Count I is a demand for a declaratory judgment requesting that the Court decide whether it or the arbitrator is tasked to interpret the contract, commonly referred to as the "who decides" question. Count II is a demand for a declaratory judgment contending that the contract does not permit class arbitration, commonly referred to as the "clause construction" question.

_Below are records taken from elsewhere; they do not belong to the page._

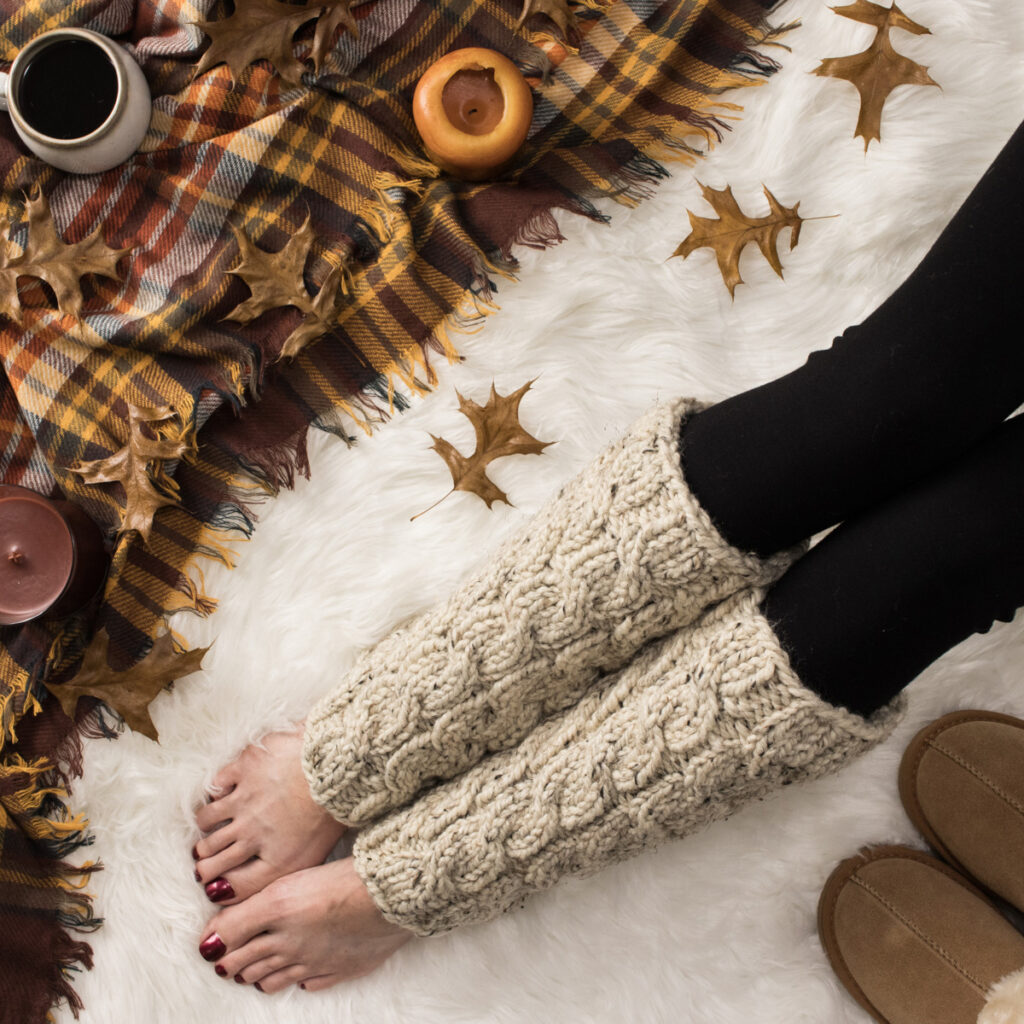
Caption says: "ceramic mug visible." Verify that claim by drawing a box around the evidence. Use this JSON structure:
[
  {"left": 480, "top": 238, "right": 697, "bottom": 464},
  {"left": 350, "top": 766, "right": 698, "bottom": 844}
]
[{"left": 0, "top": 29, "right": 153, "bottom": 174}]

On October 16, 2014, I granted Chesapeake's motion for partial summary judgment on Count I and entered a declaratory judgment to the effect that the Court is to interpret the contract. Thereafter, I heard oral argument on Scout's motion for reconsideration, which I denied on December 19, 2014, and then certified that decision for interlocutory appeal. On January 27, 2016, the United States Court of Appeals for the Third Circuit affirmed my determination that a court, not an arbitrator, is charged with interpreting the clause at issue.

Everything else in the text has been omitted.